JAKARTA, faktacepat.id – Proses pembahasan Rancangan Undang-Undang (RUU) Daerah Kepulauan di DPR RI membawa kabar mengejutkan bagi masyarakat Riau. Pasalnya, Provinsi Riau dan khususnya Kabupaten Kepulauan Meranti, tidak tercantum dalam draf daerah yang dikategorikan sebagai daerah kepulauan.

​Kondisi ini memicu kekecewaan mendalam dari Anggota Pansus RUU Daerah Kepulauan dari Daerah Pemilihan (Dapil) Riau, Hendry Munief, MBA. Kekecewaan tersebut disampaikan langsung dalam rapat pansus yang digelar pada Rabu (08/07/2026).

​Menurut Hendry, tidak masuknya Kepulauan Meranti dalam regulasi ini akan membawa implikasi serius, terutama hilangnya potensi porsi anggaran khusus dari pemerintah pusat.

​”Dari hasil diskusi pansus, ternyata Kabupaten Kepulauan Meranti tidak masuk ke dalam 30 kabupaten yang terkategori daerah kepulauan. Tentu kami sangat menyayangkan hal ini. Padahal, Kepulauan Meranti saat ini sangat membutuhkan perhatian khusus dari pemerintah pusat,” ujar Hendry Munief di hadapan peserta pansus dan mitra kerja.

​Langkah Cepat Temui Ketua Pansus

​Merespons ketetapan draf tersebut, Hendry Munief bergerak cepat membangun komunikasi dengan Pemerintah Kabupaten (Pemkab) Kepulauan Meranti. Beberapa waktu lalu, ia mendampingi Bupati dan DPRD Kepulauan Meranti untuk menemui langsung Ketua Pansus RUU Daerah Kepulauan.

​Dalam pertemuan tersebut, pihak daerah telah resmi menyerahkan berkas usulan dan permohonan agar Kabupaten Kepulauan Meranti dapat dimasukkan ke dalam RUU tersebut.

​Soroti Infrastruktur dan Status Daerah 3T

​Hendry menegaskan bahwa RUU Daerah Kepulauan merupakan instrumen strategis untuk mengikis kesenjangan pembangunan. Ia mengingatkan bahwa Kepulauan Meranti merupakan salah satu wilayah yang masuk dalam kategori daerah Tertinggal, Terdepan, dan Terluar (3T).

​Kesenjangan Infrastruktur: Masih ada beberapa kecamatan di Kepulauan Meranti yang belum tersentuh kebutuhan dasar pembangunan secara layak, seperti akses jalan, jembatan, hingga aliran listrik.

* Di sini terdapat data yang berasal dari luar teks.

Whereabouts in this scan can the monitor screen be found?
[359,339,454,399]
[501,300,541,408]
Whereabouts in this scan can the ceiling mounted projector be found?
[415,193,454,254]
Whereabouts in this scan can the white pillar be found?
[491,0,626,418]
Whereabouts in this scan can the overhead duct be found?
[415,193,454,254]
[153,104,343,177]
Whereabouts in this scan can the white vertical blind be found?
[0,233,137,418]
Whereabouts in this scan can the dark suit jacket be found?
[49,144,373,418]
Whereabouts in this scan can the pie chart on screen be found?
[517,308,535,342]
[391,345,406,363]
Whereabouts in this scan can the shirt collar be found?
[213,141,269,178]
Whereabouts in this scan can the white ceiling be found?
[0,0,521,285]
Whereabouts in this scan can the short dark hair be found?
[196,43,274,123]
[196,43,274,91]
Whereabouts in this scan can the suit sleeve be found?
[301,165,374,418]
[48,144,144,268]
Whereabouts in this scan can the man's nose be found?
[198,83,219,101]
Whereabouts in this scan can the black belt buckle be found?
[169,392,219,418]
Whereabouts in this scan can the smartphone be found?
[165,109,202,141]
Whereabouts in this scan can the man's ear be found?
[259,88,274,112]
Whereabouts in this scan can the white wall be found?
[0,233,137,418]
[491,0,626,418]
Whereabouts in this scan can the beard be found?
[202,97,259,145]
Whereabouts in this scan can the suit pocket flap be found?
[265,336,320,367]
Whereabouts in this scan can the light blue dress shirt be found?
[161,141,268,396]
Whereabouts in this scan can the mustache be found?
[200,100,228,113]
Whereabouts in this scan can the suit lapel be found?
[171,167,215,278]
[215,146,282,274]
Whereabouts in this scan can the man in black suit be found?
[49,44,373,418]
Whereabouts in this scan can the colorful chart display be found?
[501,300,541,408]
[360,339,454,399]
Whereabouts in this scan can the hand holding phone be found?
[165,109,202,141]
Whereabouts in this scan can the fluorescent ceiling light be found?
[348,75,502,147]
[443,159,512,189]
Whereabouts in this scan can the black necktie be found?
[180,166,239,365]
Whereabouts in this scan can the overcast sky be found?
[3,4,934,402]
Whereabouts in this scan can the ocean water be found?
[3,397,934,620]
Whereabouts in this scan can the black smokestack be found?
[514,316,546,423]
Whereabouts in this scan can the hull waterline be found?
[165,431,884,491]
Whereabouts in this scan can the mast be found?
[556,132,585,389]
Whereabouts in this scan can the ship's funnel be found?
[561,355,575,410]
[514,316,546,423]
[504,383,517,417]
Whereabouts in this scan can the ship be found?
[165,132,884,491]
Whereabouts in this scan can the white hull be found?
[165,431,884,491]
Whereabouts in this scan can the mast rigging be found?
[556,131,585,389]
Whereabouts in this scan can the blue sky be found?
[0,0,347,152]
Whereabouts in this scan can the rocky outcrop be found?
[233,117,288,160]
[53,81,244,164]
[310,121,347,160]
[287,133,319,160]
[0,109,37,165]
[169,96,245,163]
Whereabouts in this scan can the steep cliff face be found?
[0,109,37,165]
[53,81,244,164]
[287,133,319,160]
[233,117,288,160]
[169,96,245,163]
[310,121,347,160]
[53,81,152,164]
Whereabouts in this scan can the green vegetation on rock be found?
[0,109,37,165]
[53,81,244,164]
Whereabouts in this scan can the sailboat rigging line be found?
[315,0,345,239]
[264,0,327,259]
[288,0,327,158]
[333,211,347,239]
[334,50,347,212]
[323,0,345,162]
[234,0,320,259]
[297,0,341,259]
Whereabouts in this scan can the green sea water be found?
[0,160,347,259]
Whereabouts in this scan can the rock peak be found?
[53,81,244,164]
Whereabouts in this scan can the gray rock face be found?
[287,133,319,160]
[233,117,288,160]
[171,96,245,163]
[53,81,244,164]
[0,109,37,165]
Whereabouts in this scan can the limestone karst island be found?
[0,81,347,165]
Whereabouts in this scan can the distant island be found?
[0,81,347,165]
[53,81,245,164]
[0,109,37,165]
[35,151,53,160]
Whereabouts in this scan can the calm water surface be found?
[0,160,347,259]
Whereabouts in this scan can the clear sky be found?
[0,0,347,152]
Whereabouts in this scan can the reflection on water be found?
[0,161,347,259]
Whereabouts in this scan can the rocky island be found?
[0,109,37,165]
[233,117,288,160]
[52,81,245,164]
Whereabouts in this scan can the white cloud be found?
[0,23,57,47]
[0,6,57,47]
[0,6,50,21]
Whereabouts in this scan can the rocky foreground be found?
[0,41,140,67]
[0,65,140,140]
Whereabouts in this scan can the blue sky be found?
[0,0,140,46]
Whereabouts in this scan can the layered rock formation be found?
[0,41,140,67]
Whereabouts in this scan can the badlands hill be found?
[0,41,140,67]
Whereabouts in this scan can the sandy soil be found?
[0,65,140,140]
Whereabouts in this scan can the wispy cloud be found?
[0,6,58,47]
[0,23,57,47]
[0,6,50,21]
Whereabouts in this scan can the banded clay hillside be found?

​Desakan Tinjau Ulang: Pansus diminta tidak melewatkan daerah-daerah yang justru paling membutuhkan uluran tangan pemerintah pusat.

​”Kita sudah meminta kepada pimpinan dan anggota pansus agar meninjau ulang daerah-daerah yang harusnya masuk (dalam undang-undang),” tegasnya.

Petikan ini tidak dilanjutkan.